- Realart rerelease film poster
- Directed by: Arthur Lubin
- Screenplay by: Richard Brooks
- Story by: Peter Milne
- Produced by: George Waggner
- Starring: Maria Montez Jon Hall Sabu Turhan Bey Sidney Toler Thomas Gomez Don Terry Paul Guilfoyle
- Cinematography: William E. Snyder Lester White
- Edited by: Russell F. Schoengarth
- Music by: Frank Skinner
- Production company: Universal Pictures
- Distributed by: Universal Pictures
- Release date: April 23, 1943 (United States);
- Running time: 76 minutes
- Country: United States
- Language: English
- Box office: $1.4 million (US rentals)

= White Savage =

1943 film by Arthur Lubin

White Savage is a 1943 American Technicolor South Seas adventure film directed by Arthur Lubin and starring Maria Montez, Jon Hall and Sabu. The film was re-released by Realart in 1948 on a double-feature with the same three stars in Cobra Woman (1944) and again in 1953, under the title White Savage Woman. It was choreographed by Lester Horton.

==Plot==
Princess Tahia is the ruler of the tropical Temple Island. Sam Miller schemes to marry her and get hold of the gold bars lining the submerged floor of the island's temple (about which the innocent islanders remain blissfully unconcerned).
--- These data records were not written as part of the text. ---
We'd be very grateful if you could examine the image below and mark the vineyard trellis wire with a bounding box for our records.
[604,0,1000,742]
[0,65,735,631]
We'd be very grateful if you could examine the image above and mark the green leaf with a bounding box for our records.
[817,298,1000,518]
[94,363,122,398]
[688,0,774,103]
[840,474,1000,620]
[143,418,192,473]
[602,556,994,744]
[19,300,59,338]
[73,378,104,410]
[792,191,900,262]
Heroic shark hunter Kaloe wins the day and the heart of Tahia.

==Cast==

- Maria Montez as Princess Tahia
- Jon Hall as Kaloe
- Sabu as Orano
- Thomas Gomez as Sam Miller
- Sidney Toler as Wong
- Paul Guilfoyle as Erik
- Turhan Bey as Tamara
- Don Terry as Chris
- Constance Purdy as Blossom
- Al Kikume as Guard
- Frederic Brunn as Sully
- Anthony Warde as Clerk

==Production==
White Savage had been the original title for Maria Montez's first starring vehicle, South of Tahiti (1941). Arabian Nights was so popular that Universal commissioned two follow-up movies to star Montez, Jon Hall and Sabu: White Savage and Cobra Woman. Gene Lewis wrote the original script for White Savage. Montez's costumes in some scenes were considered to be too skimpy, requiring those scenes to be cut.

==Reception==
Diabolique said "Not as well known as Montez's later camp classic Cobra Woman (1944) (to be fair, all her American films are camp classics), White Savage is actually a better movie – Montez and Hall seem to genuinely like each other (not always the case in their films), Richard Brooks’ script is clever and there's plenty of action and gorgeous photography."